Earnings Per Share is a very important ratio for the investors and companies alike in order to make investment decisions and used by stock investors to make buy, sell and purchase decisions. Earnings Per Share is a profitability ratio. The numerator of the ratio is made up of earnings of the company. The earnings figure is obtained by using the company’s Profit After Tax (PAT) figure. PAT is obtained by subtracting all the operating expenses, interest expenses, and all the taxes are owed by the company from the revenue or sales figure of the company. The denominator of the ratio uses the number of shares outstanding of a company. These are shares that have been issued to the public using IPOs, right issues, and bonus shares.
This ratio can be large and small depending on the profitability of the company, and the number of shares outstanding. The bigger ratio means that either the earning of the company is very high, or the company has reduced the shares outstanding by either repurchasing the shares, or eliminating them. The lower ratio means that either the company has low profitability or increased the number of shares outstanding by selling more shares, or using the option of stock splits.

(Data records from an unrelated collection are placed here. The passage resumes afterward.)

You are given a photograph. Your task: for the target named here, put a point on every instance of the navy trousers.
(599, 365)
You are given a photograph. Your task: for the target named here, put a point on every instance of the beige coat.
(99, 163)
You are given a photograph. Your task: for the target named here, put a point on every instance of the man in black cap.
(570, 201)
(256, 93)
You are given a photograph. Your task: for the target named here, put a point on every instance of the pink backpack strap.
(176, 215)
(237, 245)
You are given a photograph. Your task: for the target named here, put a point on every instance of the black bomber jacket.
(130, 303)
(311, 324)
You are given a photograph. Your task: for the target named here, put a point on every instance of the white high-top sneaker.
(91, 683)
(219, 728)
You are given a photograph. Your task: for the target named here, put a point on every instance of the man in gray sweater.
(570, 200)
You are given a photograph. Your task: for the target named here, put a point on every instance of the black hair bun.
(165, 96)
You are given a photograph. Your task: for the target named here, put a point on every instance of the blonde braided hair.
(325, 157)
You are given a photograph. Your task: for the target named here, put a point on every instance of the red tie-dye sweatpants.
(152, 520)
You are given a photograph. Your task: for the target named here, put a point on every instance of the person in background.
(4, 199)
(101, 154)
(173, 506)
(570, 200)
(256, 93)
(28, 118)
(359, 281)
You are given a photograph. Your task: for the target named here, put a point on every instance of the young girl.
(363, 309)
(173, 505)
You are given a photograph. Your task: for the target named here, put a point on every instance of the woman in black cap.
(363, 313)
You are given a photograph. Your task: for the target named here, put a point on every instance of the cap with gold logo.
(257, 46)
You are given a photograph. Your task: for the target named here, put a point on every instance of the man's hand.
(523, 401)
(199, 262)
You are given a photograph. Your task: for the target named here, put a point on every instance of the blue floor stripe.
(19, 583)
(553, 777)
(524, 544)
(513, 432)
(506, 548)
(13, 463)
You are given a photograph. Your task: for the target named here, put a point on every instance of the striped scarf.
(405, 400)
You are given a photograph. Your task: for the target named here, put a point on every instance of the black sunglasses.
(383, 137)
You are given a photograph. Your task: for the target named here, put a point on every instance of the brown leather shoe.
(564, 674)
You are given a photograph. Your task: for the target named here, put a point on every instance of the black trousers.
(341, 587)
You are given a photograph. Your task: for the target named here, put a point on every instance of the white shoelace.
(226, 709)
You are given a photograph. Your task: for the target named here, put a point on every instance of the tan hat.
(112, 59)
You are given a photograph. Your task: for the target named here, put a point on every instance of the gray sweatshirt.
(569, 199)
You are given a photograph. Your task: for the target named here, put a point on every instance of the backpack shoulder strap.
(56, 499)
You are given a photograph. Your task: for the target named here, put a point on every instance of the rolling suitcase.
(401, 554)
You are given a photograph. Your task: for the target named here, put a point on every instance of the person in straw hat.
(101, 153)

This ratio can be used to determine the earnings of the company as compared to the shares that are outstanding. The other use of this ratio is by the stock market investors as this ratio is used in Price Earnings Ratio that is used by the stock market investors to price the shares of the company. This helps the company and investors to make the correct decision about the company, and its common stock. (Wachowicz and Van Horne, 2008)
References
Van Horne, J., & Wachowicz, J. (2008). Fundamentals of financial management. Harlow, England: Financial Times/Prentice Hall.